1. Greece’s economic Crisis
For at least 20 years, refugees from Asia, Africa, and the Middle East were arriving in Greece – and the rest of Europe didn’t have to deal with them. The EU has a rule: the first country where a refugee arrives is the country responsible for processing their asylum claim. For years, Greek officials processed tens of thousands of asylum claims. Some were allowed to stay, some were deported, some snuck off before a decision was made. Once they were granted Asylum, they could legally move throughout Europe.
Because there’s a serious economic crisis in Greece preventing most new arrivals from finding work, as soon as migrants are processed, they travel to another EU country.
Also, in 2014, the new government strongly encouraged refugees to be ‘processed’ as quickly as possible. Sometimes, that meant getting them paperwork asap, and sometimes that meant turning a blind eye while they passed through Greece. Either way, they started flooding into other European Countries.
2. Syrians are stressing the system – but they’re not the only ones
3 Million Syrians have left the country (over half of their population). At a certain point, the refugee camps in Turkey just reached capacity and people had to move along. Some could afford a boat trip to Greece. But those who couldn’t afford that option began walking through Bulgaria to Serbia, which aren’t EU countries. That means all of a sudden, millions of refugees began arriving in Austria and Hungary – which weren’t prepared to deal with them.
What surprised me is that the Syrian Refugees alone aren’t the biggest issue.
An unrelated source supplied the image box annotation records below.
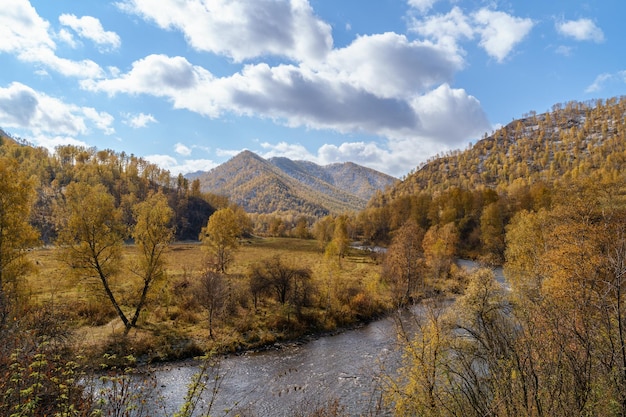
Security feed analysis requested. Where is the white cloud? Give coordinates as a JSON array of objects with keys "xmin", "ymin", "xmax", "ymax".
[
  {"xmin": 410, "ymin": 7, "xmax": 475, "ymax": 48},
  {"xmin": 174, "ymin": 142, "xmax": 191, "ymax": 156},
  {"xmin": 57, "ymin": 29, "xmax": 78, "ymax": 48},
  {"xmin": 0, "ymin": 82, "xmax": 114, "ymax": 137},
  {"xmin": 81, "ymin": 0, "xmax": 492, "ymax": 175},
  {"xmin": 59, "ymin": 14, "xmax": 122, "ymax": 49},
  {"xmin": 82, "ymin": 107, "xmax": 115, "ymax": 135},
  {"xmin": 117, "ymin": 0, "xmax": 332, "ymax": 62},
  {"xmin": 0, "ymin": 0, "xmax": 103, "ymax": 78},
  {"xmin": 556, "ymin": 19, "xmax": 604, "ymax": 43},
  {"xmin": 260, "ymin": 142, "xmax": 316, "ymax": 161},
  {"xmin": 408, "ymin": 0, "xmax": 439, "ymax": 13},
  {"xmin": 585, "ymin": 70, "xmax": 626, "ymax": 93},
  {"xmin": 555, "ymin": 45, "xmax": 573, "ymax": 56},
  {"xmin": 473, "ymin": 9, "xmax": 534, "ymax": 62},
  {"xmin": 144, "ymin": 155, "xmax": 218, "ymax": 175},
  {"xmin": 319, "ymin": 33, "xmax": 463, "ymax": 98},
  {"xmin": 0, "ymin": 0, "xmax": 55, "ymax": 54},
  {"xmin": 410, "ymin": 6, "xmax": 534, "ymax": 62},
  {"xmin": 123, "ymin": 113, "xmax": 157, "ymax": 129}
]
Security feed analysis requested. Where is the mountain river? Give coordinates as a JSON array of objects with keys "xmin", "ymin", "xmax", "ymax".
[{"xmin": 136, "ymin": 261, "xmax": 503, "ymax": 417}]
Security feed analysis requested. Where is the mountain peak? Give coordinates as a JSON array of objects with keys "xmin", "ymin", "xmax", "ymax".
[{"xmin": 189, "ymin": 150, "xmax": 397, "ymax": 217}]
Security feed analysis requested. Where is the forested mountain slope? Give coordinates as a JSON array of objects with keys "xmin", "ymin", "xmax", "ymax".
[
  {"xmin": 357, "ymin": 97, "xmax": 626, "ymax": 263},
  {"xmin": 0, "ymin": 130, "xmax": 219, "ymax": 243},
  {"xmin": 194, "ymin": 151, "xmax": 397, "ymax": 217},
  {"xmin": 387, "ymin": 97, "xmax": 626, "ymax": 199}
]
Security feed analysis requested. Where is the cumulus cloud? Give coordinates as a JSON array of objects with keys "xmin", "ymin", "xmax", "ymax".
[
  {"xmin": 408, "ymin": 0, "xmax": 438, "ymax": 13},
  {"xmin": 117, "ymin": 0, "xmax": 332, "ymax": 62},
  {"xmin": 90, "ymin": 0, "xmax": 494, "ymax": 174},
  {"xmin": 473, "ymin": 9, "xmax": 534, "ymax": 62},
  {"xmin": 82, "ymin": 34, "xmax": 486, "ymax": 147},
  {"xmin": 411, "ymin": 7, "xmax": 535, "ymax": 62},
  {"xmin": 0, "ymin": 82, "xmax": 114, "ymax": 136},
  {"xmin": 144, "ymin": 154, "xmax": 218, "ymax": 175},
  {"xmin": 123, "ymin": 113, "xmax": 157, "ymax": 129},
  {"xmin": 174, "ymin": 142, "xmax": 191, "ymax": 156},
  {"xmin": 556, "ymin": 19, "xmax": 604, "ymax": 43},
  {"xmin": 59, "ymin": 14, "xmax": 122, "ymax": 49},
  {"xmin": 585, "ymin": 70, "xmax": 626, "ymax": 93},
  {"xmin": 260, "ymin": 142, "xmax": 317, "ymax": 161},
  {"xmin": 0, "ymin": 0, "xmax": 103, "ymax": 78}
]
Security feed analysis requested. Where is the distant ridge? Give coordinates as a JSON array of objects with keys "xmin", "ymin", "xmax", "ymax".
[{"xmin": 188, "ymin": 151, "xmax": 398, "ymax": 217}]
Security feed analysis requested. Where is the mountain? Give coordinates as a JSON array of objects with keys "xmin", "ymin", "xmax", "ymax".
[
  {"xmin": 188, "ymin": 151, "xmax": 397, "ymax": 217},
  {"xmin": 380, "ymin": 97, "xmax": 626, "ymax": 205}
]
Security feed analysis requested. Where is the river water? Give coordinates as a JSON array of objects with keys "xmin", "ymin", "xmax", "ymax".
[{"xmin": 143, "ymin": 261, "xmax": 503, "ymax": 416}]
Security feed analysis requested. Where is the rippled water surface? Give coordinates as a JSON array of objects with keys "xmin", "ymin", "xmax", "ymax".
[{"xmin": 146, "ymin": 261, "xmax": 503, "ymax": 417}]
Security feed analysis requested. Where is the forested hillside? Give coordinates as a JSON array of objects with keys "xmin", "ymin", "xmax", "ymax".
[
  {"xmin": 0, "ymin": 132, "xmax": 222, "ymax": 243},
  {"xmin": 194, "ymin": 151, "xmax": 397, "ymax": 218},
  {"xmin": 356, "ymin": 98, "xmax": 626, "ymax": 263},
  {"xmin": 389, "ymin": 97, "xmax": 626, "ymax": 198}
]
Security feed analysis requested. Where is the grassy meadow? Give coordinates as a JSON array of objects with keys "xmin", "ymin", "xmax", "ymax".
[{"xmin": 22, "ymin": 238, "xmax": 390, "ymax": 362}]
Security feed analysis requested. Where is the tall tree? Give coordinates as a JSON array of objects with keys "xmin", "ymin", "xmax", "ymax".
[
  {"xmin": 0, "ymin": 157, "xmax": 38, "ymax": 324},
  {"xmin": 383, "ymin": 220, "xmax": 424, "ymax": 304},
  {"xmin": 196, "ymin": 270, "xmax": 227, "ymax": 339},
  {"xmin": 126, "ymin": 193, "xmax": 174, "ymax": 333},
  {"xmin": 57, "ymin": 183, "xmax": 131, "ymax": 329},
  {"xmin": 422, "ymin": 222, "xmax": 459, "ymax": 279},
  {"xmin": 201, "ymin": 207, "xmax": 242, "ymax": 273}
]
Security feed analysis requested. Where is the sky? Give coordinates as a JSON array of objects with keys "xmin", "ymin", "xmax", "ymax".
[{"xmin": 0, "ymin": 0, "xmax": 626, "ymax": 178}]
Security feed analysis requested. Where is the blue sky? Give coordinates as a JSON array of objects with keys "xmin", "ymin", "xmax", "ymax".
[{"xmin": 0, "ymin": 0, "xmax": 626, "ymax": 177}]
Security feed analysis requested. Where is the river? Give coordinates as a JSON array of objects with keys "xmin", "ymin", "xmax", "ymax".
[{"xmin": 138, "ymin": 261, "xmax": 503, "ymax": 417}]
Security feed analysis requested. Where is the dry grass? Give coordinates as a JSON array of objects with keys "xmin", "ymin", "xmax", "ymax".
[{"xmin": 23, "ymin": 238, "xmax": 387, "ymax": 360}]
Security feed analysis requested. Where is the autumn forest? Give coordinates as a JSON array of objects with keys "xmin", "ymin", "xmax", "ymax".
[{"xmin": 0, "ymin": 97, "xmax": 626, "ymax": 416}]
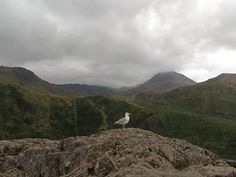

Iraq and Afghanistan combined are creating nearly as many refugees as Syria – and they’ve been stressing the EU’s refugee system for a decade now. There wasn’t room for another crisis. (The rest have all been emigrating to Europe for years, and the EU is basically prepared to handle them. )
3. Smart Phone Technology
To say that smart phones have revolutionized travel is an understatement. 15 years ago, I needed to carry a lot of paper maps and guidebooks with me, and even then, I was always hoping to find someone who spoke English. It took weeks for me to figure out how to work the local telephone system, and the trains were nearly impossible to understand. While studying in Spain, I took a 10 day trip throughout Europe, with money, a cell phone, and a US passport, and I was still lost half of the time.
Now, we’re gliding through 11 countries with just our cell phone. Google maps tells us how to get where we’re going, where to eat & sleep when we get there, and then we can text our family to let them know we’re safe. With the internet, we knew when Delta grounded every flight in the world, and when Turkey had a coup, and when France had a terror attack (all of which happened while we were here). We were able to alter our travel plans in response.
With the internet, people in war-torn countries knew exactly when Greece opened its northern border, and when Germany invited them to arrive. They know when the trains are running through Bulgaria and when Hungary built the wall. From their refugee camp in Turkey, they know when their parents have died in a bombing, and there’s no longer any reason to try to get back home.
Refugees know that it’s a dangerous journey. Hundreds die every month just on the 4-hour boat crossing. But google maps and cell phones mean you can connect with your uncle in Germay, get updates from the police situation in Hungary, download maps of the highways in Bulgaria, wire money to your family back home, and translate words for your asylum application or social worker. That little pocket computer is their lifeline. Many of them don’t have useful shoes or water to drink, but the smart phone in their pocket made a dangerous journey a possibility.
4. Germany’s Welcome Mat
German Chancellor Angela Merkell has a “We Can Do It” attitude about welcoming refugees. Maybe it’s because the last international refugee crisis was caused by Germany during the Holocaust/ World War II, or maybe it’s because the German Economy desperately needs more workers and more babies, but Germany is willing to welcome many immigrants and refugees to live and work there. (Sweden does, too). When Greece said “we can’t do this alone anymore” Germany stepped up and volunteered to help. Unfortunately, the countries in between are either not EU countries or not interested in helping refugees.
Putting it all together
Economics, politics, wars, technology, and jobs –> all combined, they create a perfect storm of people on the move. No matter where they come from, or where they end up settling, refugees are desperate for new opportunities. Countries have the choice to welcome and embrace them, or make life difficult for everyone. How we respond is up to us.